A Lara I cared more about than the one in Tomb Raider

* Internalized misandry, or perhaps just misandry, because the lead writer was a woman.  Right around and subsequent to Tomb Raider’s release, much hullabaloo was being raised on the left side of the interwebs over supposed “misogyny” in the video game industry, by which accusers were referring either to the unsatisfactory proportion of vaginas on game development teams or to what they considered unflattering depictions of female characters in mega-successful game franchises.  Tomb Raider seems to have been commissioned directly in response to these complaints, not just in the way it desexualizes a character once embodied by young Angelina Jolie, but in its larger, subtler scheme of making almost every man in the game a ruthless, sadistic monster answerable to no greater code or principles but the dictates of an even crueler monster.  If GTA can be condemned as sexist because all its female characters are helpless or – less offensively – whores, then detractors of that major series should apply the same logic to the minor Feminist Tomb Raider reboot.  I forget if any one of the enemies go so far as to levy rape threats, but I don’t recall playing as Lara to be a very pleasurable or relieving experience, and I would have left with a profound distrust of all men if I didn’t know that this was fiction.  Goons in Batman: Arkham City often make leery, sexually charged threats against Catwoman, but that game’s prison setting takes for granted that its denizens are the lowest, most far gone drecks of uncivilized society.  Tomb Raider, on the other hand, might as well be labeled a 3rd-person patriarchy murder-fantasy simulator, and one of the worse ones in the genre.

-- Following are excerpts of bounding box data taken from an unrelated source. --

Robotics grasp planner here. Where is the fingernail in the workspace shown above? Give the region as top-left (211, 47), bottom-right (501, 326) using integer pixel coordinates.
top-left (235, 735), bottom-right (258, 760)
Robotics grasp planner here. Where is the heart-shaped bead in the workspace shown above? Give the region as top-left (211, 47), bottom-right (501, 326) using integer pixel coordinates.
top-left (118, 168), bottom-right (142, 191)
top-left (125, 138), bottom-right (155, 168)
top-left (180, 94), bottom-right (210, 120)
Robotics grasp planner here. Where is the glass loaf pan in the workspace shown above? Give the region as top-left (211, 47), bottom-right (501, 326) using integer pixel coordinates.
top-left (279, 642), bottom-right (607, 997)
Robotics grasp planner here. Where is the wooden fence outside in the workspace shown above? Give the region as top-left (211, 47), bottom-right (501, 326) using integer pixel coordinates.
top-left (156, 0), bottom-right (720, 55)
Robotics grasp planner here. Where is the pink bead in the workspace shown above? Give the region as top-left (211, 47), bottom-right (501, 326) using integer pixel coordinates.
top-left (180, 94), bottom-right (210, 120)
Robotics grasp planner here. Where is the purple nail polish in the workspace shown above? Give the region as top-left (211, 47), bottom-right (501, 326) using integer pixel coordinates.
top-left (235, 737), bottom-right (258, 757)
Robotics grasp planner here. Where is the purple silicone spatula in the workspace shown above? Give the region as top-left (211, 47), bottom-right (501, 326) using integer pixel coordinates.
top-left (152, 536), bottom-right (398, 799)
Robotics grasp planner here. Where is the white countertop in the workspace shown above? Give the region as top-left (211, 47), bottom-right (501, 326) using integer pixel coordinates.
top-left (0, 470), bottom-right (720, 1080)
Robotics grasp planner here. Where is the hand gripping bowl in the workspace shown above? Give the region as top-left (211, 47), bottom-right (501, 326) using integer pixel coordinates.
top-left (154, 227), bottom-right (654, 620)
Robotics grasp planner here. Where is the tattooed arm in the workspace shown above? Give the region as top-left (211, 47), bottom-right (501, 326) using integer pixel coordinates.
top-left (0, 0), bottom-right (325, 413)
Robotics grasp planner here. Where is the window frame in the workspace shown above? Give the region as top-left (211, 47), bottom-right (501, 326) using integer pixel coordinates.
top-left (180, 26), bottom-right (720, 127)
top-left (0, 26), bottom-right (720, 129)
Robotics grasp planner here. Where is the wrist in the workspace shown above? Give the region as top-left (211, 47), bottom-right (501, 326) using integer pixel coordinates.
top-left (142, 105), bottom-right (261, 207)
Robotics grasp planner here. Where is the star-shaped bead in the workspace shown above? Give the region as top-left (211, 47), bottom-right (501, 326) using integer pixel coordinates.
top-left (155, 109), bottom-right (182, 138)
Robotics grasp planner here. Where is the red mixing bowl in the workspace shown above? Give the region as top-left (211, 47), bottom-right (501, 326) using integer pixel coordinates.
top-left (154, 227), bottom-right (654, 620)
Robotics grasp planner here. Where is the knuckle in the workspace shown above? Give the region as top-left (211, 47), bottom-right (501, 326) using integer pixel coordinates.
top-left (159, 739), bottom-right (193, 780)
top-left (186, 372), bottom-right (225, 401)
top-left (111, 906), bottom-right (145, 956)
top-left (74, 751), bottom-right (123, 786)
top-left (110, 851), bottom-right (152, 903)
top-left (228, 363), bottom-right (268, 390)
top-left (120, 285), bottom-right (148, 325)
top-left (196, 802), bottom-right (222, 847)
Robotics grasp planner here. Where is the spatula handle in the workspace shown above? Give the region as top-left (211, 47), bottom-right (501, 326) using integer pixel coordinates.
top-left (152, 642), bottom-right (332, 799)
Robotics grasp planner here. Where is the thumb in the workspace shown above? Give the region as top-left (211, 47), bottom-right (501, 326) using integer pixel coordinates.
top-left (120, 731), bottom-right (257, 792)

In case I haven’t been clear, make no mistake that killing patriarchs as Lara can be pretty fun, and after an hour, I had gotten really good at killing them.  The problem is, in modern video games, killing people has gotten far too easy.  Any kid, heck, any crazy person who doesn’t even play video games, can walk into a shop, or go on Craigslist, buy any 1st-person action game, and start senselessly mowing down tons of people with assault weapons, and whenever someone tries to stop them, they can just duck down and let their health recharge.

Now there are two ways we can respond to this.  We can pretend the problem doesn’t exist, keep praising crappy military-style games like Tomb Raider, saying that Anita Sarkeesian, Zoe Quinn, Jonathan McIntosh, and other Feminists are trying to take these games away, which… is just not true.  We can tell ourselves that Tomb Raider is an A+ story when it’d really be a C- movie, because we think the jokes are funny, or the violence is provocative, or we like watching buildings fall down and blow up.

Or we can say enough is enough, admit the problem exists, and start working on tough but common-sense solutions to the “cinematic”, self-playing okey doke that is Tomb Raider.  Solutions like a modern Metroid game that isn’t Other M, or even Half Life 3.  We’ve got a long way to go, and the choice of how we go there lies with us.  But the time has long since passed for doing nothing.  The road ahead is clear.  With the courage and determination of the gaming community, Tomb Raider will be just another bump in a very rocky road.


6.5/10.  I have nothing good to say about this game.